99% of people can understand the “compensation” mechanism of distributed systems

Time:2021-9-11

Summary:Let’s talk about how to digest the “internal injury” through the “compensation” mechanism while ensuring high external availability.

1、 What is the significance of the “compensation” mechanism?

Take the shopping scenario of e-commerce as an example:

Client – > shopping cart micro Service – > order micro Service – > payment micro service.

This call chain is very common.

So why should compensation mechanism be considered?

As mentioned in previous articles, a cross machine communication may pass through DNS services, network cards, switches, routers, load balancing and other devices. These devices are not always stable. In the whole process of data transmission, any error in any link will lead to problems.

In the distributed scenario, a complete service is composed of multiple cross machine communications, so the probability of problems increases exponentially.

However, these problems do not completely mean that the real system cannot process requests, so we should automatically digest these exceptions as much as possible.

You may ask, I have seen “compensation” and “transaction compensation” or “retry” before. What is the relationship between them?

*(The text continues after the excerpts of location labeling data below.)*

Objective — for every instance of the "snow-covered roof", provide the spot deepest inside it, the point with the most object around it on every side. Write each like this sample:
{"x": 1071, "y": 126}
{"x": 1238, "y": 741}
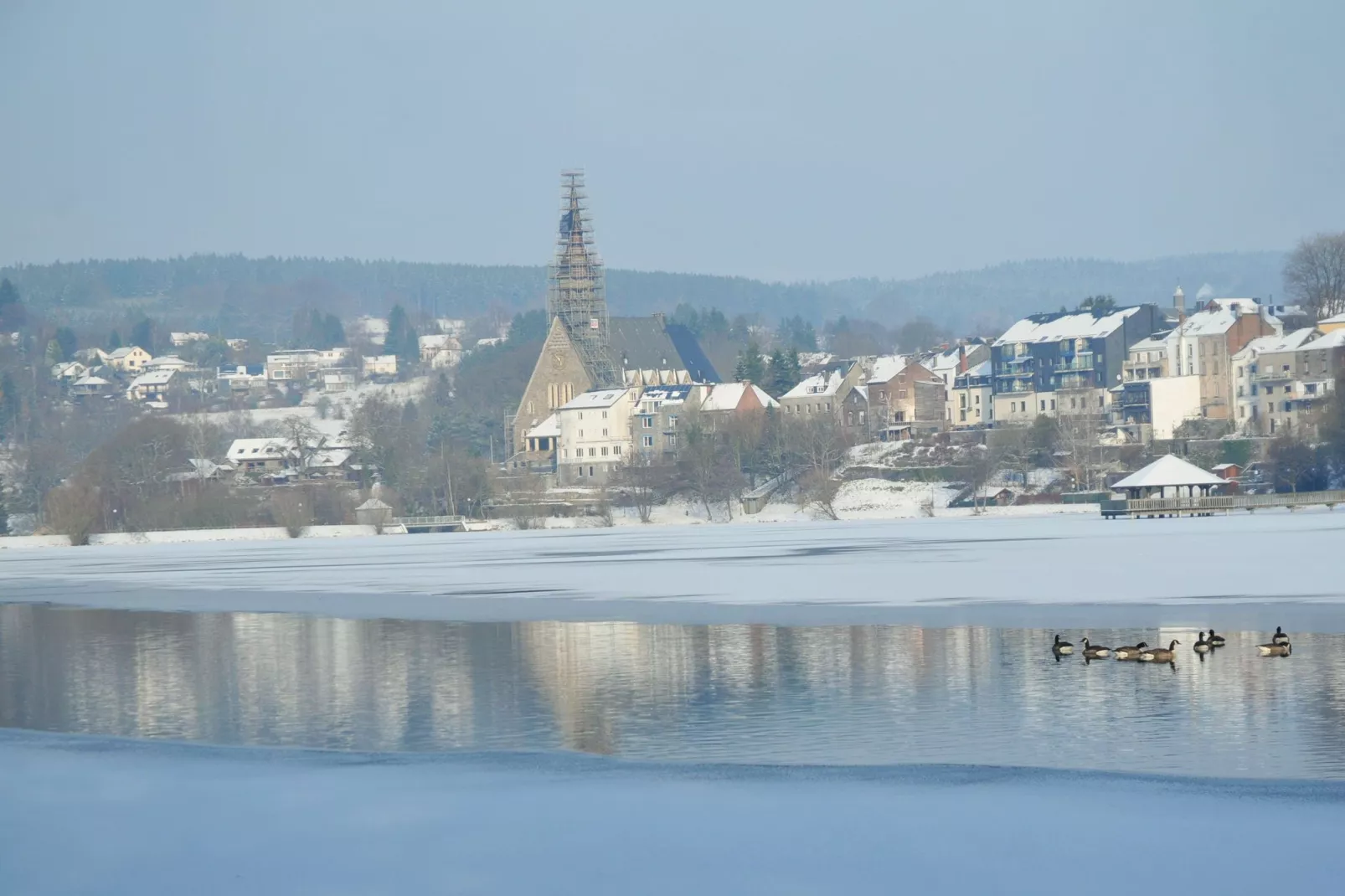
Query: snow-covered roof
{"x": 1334, "y": 339}
{"x": 597, "y": 399}
{"x": 549, "y": 428}
{"x": 888, "y": 366}
{"x": 817, "y": 385}
{"x": 153, "y": 378}
{"x": 728, "y": 396}
{"x": 1152, "y": 343}
{"x": 1208, "y": 323}
{"x": 259, "y": 450}
{"x": 1169, "y": 470}
{"x": 1074, "y": 326}
{"x": 439, "y": 341}
{"x": 1240, "y": 306}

In fact, you don’t have to worry about these names. They are all the same in terms of purpose.Once an exception occurs in an operation, how to eliminate the “inconsistent” state caused by the exception through the internal mechanism

Digression:In brother Z’s opinion, no matter what method is used, as long as the problem is solved through additional methods, it can be understood as “compensation”, so “transaction compensation” and “retry” are a subset of “compensation”. The former is a reverse operation, while the latter is a forward operation.

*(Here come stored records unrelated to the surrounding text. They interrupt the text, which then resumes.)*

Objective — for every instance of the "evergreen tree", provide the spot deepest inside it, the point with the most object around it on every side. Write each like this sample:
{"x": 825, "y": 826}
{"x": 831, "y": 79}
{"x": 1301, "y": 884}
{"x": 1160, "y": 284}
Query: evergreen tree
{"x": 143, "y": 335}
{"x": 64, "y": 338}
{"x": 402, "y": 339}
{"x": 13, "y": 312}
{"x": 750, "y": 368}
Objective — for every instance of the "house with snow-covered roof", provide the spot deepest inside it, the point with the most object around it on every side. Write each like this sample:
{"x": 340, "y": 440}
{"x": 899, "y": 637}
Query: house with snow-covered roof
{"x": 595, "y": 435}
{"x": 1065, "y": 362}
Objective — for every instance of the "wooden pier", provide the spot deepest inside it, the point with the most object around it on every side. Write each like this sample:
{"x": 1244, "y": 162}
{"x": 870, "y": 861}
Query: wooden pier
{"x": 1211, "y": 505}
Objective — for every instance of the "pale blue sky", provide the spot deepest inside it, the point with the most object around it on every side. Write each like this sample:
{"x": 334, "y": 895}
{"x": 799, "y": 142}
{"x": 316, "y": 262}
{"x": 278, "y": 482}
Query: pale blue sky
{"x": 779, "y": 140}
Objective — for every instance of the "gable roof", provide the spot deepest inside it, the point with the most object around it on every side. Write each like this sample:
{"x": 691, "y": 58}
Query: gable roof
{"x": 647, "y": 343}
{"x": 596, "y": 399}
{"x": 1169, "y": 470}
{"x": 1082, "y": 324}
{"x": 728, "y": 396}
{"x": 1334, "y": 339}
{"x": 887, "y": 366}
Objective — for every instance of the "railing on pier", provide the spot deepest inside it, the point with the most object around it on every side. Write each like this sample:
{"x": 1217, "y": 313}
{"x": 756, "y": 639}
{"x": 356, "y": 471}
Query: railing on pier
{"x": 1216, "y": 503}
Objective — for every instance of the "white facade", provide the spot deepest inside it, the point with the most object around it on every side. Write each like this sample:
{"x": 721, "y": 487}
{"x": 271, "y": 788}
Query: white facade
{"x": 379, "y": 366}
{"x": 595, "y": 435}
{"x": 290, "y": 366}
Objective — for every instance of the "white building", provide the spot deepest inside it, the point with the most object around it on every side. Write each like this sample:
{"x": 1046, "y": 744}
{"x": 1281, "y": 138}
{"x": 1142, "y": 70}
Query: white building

But from the results, the two have different meanings. “Transaction compensation” means “give up”, and the current operation is bound to fail.

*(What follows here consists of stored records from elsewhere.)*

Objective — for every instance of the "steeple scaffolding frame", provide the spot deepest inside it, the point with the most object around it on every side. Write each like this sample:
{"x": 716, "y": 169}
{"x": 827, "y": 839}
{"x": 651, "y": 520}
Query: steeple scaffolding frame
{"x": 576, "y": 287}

99% of people can understand the

▲ transaction compensation

“Retry” has a chance of success. These two methods are applicable to different scenarios.

99% of people can understand the

▲ retry

Because “compensation” is already an additional process, since this additional process can be taken, it shows that timeliness is not the first consideration, soThe core point of compensation is: it’s better to be slow than wrong

Therefore, do not determine the implementation scheme of compensation hastily, and careful evaluation is needed. Although mistakes cannot be 100% avoided, holding such a mentality can more or less reduce the occurrence of some mistakes.

2、 What should compensation do?

The main methods of “compensation” are “transaction compensation” and “retry”, which will be called “rollback” and “retry” below.

Let’s talk about rollback first. It is logically simpler than “retry”.

Rollback

Brother Z divides rollback into two modes: explicit rollback (calling the reverse interface) and implicit rollback (without calling the reverse interface).

The most common is “explicit rollback”. This plan is nothing more than two things:

First, determine the failed steps and status, so as to determine the scope of rollback. A business process is often formulated at the beginning of design, so it is easier to determine the scope of rollback. But the only thing to note here is:If not all the services involved in a business process provide a rollback interface, the services that provide a rollback interface should be placed first when arranging services, so that there is a chance to “rollback” when subsequent work services are wrong

Secondly, it should be able to provide the business data used in the “rollback” operation.The more data provided during rollback, the more robust the program is。 Because the program can check the business when it receives the “rollback” operation, such as checking whether the accounts are equal, whether the amount is consistent, and so on.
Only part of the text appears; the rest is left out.